Most hunters dream about taking a world record deer, yet cite a current cliche… “Be careful what you wish for.” Stephen Tucker too a giant non-typical buck in Sumner County, ironically the same county from which the previous state record Tennessee buck was taken. Should you be fortunate enough to have a whitetail giant walk into your sights, you’d first need an official scoring to judge its size. In the case of a non-typical buck, this can be difficult due to the nature of the antlers. Non-typical racks often contain palmation, irregular points, and other oddities.
If your new record buck makes it to the “end zone” of the record books, you’ll have to wait 60 days for officials to re-score the antlers which is a long time for the “touchdown” signal to occur. Initial antler measurements are called “green scores” and the rack must be allowed to dry for 60 days.”
I was fortunate enough to interview two sportsmen with new world records in 1992. Jim Smith shot a monster non-typical in Western Virginia, not far from my home.
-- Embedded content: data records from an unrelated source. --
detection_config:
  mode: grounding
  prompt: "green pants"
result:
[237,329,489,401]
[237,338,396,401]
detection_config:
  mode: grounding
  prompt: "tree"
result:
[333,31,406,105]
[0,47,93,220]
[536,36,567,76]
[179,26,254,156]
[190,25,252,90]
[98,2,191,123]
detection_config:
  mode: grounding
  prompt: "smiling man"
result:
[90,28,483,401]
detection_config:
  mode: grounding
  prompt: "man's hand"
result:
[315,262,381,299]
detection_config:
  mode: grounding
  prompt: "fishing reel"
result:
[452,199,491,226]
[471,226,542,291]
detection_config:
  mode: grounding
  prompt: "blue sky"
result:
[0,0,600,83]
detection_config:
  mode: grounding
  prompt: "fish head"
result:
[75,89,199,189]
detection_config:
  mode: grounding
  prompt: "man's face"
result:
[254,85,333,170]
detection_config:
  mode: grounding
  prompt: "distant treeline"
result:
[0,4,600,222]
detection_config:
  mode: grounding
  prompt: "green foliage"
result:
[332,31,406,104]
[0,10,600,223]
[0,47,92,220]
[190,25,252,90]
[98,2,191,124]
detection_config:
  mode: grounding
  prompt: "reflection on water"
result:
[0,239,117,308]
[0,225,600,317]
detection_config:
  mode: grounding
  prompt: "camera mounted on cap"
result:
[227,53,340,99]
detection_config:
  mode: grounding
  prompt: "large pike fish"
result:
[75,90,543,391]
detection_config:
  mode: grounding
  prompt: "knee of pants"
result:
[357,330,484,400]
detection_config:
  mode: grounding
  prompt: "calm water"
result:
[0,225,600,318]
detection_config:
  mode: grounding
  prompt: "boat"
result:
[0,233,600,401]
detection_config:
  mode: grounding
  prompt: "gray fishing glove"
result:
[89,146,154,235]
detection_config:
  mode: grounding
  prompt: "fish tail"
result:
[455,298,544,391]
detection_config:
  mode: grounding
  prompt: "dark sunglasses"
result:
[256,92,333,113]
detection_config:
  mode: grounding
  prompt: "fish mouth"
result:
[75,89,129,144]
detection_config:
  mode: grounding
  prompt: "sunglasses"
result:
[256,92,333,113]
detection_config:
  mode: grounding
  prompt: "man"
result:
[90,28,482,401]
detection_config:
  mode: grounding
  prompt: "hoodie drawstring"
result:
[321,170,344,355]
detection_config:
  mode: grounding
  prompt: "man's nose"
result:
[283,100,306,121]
Hearing about the buck by word-of-mouth, I called a local sporting goods store and was given Smith’s name and address. At the time of the interview, Smith had the rack in a safe and was concerned about the notoriety it may cause. He graciously allowed me to photograph him with the antlers and print the story. Later that fall, Jim Wilson from Pennsylvania took the new typical record with a muzzleloader. The enterprising young man quite his job in the states, moved to Canada and worked for a farmer in exchange for hunting rights.
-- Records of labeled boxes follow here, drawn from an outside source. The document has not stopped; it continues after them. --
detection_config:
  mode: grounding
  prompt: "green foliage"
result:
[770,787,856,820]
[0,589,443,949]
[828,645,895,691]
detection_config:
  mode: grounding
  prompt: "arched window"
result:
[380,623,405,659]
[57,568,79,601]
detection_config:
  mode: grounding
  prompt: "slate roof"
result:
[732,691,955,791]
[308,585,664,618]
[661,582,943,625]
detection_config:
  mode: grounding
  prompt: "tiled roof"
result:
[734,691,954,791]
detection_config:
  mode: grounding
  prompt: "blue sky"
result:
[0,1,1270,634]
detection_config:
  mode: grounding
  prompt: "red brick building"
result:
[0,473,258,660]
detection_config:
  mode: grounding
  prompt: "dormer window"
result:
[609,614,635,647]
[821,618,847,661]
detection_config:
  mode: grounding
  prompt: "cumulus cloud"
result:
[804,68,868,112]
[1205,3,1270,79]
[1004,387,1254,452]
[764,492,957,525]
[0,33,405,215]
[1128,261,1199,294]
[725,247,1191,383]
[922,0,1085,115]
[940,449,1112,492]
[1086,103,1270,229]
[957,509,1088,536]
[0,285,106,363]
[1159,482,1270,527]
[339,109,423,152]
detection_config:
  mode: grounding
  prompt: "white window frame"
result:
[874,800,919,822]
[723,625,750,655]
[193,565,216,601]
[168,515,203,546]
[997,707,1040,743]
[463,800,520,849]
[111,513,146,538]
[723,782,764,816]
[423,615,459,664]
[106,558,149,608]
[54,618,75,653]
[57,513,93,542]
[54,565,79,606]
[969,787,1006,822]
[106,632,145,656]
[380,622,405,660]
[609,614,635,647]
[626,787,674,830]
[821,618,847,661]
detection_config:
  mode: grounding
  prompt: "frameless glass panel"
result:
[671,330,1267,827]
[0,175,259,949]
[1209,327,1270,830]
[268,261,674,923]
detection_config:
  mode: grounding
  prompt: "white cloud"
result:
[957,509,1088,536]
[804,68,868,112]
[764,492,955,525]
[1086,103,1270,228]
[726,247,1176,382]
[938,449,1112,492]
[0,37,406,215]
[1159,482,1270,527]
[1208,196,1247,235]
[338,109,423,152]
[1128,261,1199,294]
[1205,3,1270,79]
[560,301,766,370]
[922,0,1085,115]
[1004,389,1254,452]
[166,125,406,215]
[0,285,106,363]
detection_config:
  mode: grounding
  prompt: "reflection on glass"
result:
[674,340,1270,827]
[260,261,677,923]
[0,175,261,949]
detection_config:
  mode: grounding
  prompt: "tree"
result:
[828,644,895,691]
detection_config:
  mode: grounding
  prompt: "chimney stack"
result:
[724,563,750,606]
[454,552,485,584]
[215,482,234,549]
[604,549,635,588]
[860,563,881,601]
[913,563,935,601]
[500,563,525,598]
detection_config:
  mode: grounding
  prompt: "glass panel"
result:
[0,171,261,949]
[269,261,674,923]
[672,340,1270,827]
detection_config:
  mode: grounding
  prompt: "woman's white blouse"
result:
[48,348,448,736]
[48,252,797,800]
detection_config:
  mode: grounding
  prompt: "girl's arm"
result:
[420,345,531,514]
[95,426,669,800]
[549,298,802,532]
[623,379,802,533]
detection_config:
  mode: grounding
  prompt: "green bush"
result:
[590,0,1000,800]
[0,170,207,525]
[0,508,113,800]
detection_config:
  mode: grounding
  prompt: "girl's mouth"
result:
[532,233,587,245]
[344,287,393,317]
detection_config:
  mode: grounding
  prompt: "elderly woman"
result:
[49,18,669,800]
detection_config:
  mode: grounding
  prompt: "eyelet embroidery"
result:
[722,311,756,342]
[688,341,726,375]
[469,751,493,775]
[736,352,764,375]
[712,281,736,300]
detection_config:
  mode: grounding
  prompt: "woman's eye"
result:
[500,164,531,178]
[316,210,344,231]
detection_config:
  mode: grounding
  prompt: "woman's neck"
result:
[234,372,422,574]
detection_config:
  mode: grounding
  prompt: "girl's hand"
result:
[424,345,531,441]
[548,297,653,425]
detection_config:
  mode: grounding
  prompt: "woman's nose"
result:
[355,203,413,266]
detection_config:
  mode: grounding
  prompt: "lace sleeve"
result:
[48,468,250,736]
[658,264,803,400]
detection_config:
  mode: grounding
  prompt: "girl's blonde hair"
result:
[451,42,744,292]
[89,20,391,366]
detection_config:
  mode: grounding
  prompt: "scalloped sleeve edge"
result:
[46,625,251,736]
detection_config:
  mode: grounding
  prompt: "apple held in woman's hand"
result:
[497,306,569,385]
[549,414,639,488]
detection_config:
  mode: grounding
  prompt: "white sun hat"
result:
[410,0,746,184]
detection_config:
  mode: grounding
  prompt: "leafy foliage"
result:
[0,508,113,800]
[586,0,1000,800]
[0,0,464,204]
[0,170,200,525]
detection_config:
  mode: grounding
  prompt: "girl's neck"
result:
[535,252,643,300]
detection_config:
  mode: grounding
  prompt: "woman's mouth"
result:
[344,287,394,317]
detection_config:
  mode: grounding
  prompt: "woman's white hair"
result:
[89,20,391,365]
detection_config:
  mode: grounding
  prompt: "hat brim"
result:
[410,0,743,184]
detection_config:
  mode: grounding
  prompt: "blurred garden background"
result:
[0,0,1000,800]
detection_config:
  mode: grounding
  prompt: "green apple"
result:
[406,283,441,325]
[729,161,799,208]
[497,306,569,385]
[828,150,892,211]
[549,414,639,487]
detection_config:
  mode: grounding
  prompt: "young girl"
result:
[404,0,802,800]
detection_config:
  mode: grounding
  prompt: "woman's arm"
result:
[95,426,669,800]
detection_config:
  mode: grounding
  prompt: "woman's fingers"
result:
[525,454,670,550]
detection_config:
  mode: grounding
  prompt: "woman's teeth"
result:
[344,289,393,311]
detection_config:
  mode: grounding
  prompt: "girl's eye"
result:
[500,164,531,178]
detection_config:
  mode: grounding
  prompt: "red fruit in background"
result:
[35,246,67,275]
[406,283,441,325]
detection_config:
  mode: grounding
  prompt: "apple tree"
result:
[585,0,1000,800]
Monster bucks tend to bring out the dark side of some people and you can bet that rumors will swirl about the legality of the kill. Most state game agencies do a routine check just to be sure, but in the age of the internet. Should you be lucky enough to take that big deer, document everything with your phone camera to keep things positive.
Here’s the full story of the “Tucker” buck and its pending record status thanks to the Realtree website:
“It’s not a typical non-typical,” said one of the Boone & Crockett Club judges who scored the massive 47-point buck killed by a Tennessee hunter last November, in explaining why the buck’s score will be reviewed next Monday as a Boone & Crockett Club official watches. The rack was measured in January and was scored higher than the current world record for biggest non-typical ever taken by a hunter.